I still don't have a test ROM for that, but considering somewhat similar behavior with registers related to the window (See 007 - The World Is Not Enough), I believe it is still writable.
Higan 0.99 fails this test too. It also misses the first line timing, meaning I'm not alone on this.
LIJI wrote:
I still don't have a test ROM for that, but considering somewhat similar behavior with registers related to the window (See 007 - The World Is Not Enough), I believe it is still writable.
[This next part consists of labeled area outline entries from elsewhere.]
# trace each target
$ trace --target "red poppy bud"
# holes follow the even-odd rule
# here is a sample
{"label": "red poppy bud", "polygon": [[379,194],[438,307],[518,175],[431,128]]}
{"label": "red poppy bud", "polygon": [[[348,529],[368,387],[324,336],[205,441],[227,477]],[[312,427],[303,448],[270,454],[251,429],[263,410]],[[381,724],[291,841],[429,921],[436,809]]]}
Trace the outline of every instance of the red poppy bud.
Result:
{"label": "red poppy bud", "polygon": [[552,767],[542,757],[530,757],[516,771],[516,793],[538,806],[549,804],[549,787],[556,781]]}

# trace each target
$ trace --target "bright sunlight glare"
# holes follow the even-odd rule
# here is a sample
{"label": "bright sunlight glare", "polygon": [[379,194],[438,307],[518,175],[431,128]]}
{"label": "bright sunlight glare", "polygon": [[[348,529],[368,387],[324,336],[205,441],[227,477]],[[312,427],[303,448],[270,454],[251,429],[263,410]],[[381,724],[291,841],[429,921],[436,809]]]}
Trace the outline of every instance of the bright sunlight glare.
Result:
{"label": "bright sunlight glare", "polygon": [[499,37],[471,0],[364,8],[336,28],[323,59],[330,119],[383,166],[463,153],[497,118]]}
You want me to make a test ROM? Shouldn't take me until this afternoon. If what I have in mind works, visual confirmation should be a lot easier than staring at some of the test pictures I see floating around this thread
Shonumi wrote:
LIJI wrote:
I still don't have a test ROM for that, but considering somewhat similar behavior with registers related to the window (See 007 - The World Is Not Enough), I believe it is still writable.
You want me to make a test ROM? Shouldn't take me until this afternoon. If what I have in mind works, visual confirmation should be a lot easier than staring at some of the test pictures I see floating around this thread
That would be great, as I'm currently trying to figure out why am I missing that first line.
As for a nightmarish-epilepsy-causing test image, I assumed the behavior would be more non-trivial when I wrote the test ROM, so I wanted it to contain as much info as possible. Also, basing the ROM on GBVideoPlayer didn't help making the result any simpler ><
Sorry LIJI, it's taking me a bit more time to make a good test ROM. I think I've run into some unexpected behavior. What I'm trying to do is make a test pattern and change the value of SX at different points during scanline rendering. Early testing about our "SX latching" theory may need some adjustments. I can definitely write to SX during Mode 2 (OAM), but curiously Mode 0 (Hblank) seems to ignore any new values of SX. The next line isn't scrolled at all.
I don't know if that is news to anyone, but it makes sense why so many games use the LY == LYC IRQ when changing SX midscreen. A timely LY == LYC IRQ should happen during Mode 2. No idea what happens when we try writing SX during Mode 3, most likely the same as Mode 0. Don't know if that helps, or if that muddies up things even more. I'll have to adjust the test ROM to account for this, so I'll probably have something ready later during the day/night.
Alright, I think this is good enough. Forget about what I said earlier. Seems you can change SX in Mode 2, Mode 3, and Mode 0 and still have it take effect on the next line. Not being able to get it working on HBlank was just my bad coding
Anyway, it's simple. The test ROM just shifts a fullscreen pattern by 0 or 1 every other line (the original pattern is already shifted every other line, so SX changes "correct" it). The result should create a series of vertical bars. The source code is attached as well as the ROM. Nothing fancy, but I've messed around with the OAM-STAT IRQ a few times to get it working with Modes 2, 3, and 0. Same result on real hardware. Nothing changes on the current line, just the next one. My guess is the latched value for SX is determined between the end of Mode 0 and the start of Mode 2.
mmm, I think something is still wrong with my implementation. Look at this, first line is inverted, and the rest start with black line.
What's the correct pattern for your test ?
The 1st line should be in sync with the rest. Technically, the very last pixel on some of the scanlines should be messed up as well, but I haven't pinpointed why that seems to happens on real hardware.
To me, it looks like you're applying SX = 1 to the 1st scanline. This shouldn't happen. Every even line should have SX = 0, and every odd line should have SX = 1. The only time SX is changed is in those OAM-STAT interrupts. I think what you're dealing with is some obscure (and poorly documented) behavior with the last scanline in VBlank that affects Line 0's STAT interrupts and LYC interrupts. For more info, check out Kirby's Dream Land 2's intro with LYC == 0 IRQ. Line 153 does some funky stuff, and it looks like that's at play here. Try stepping the test ROM through BGB for a closer look.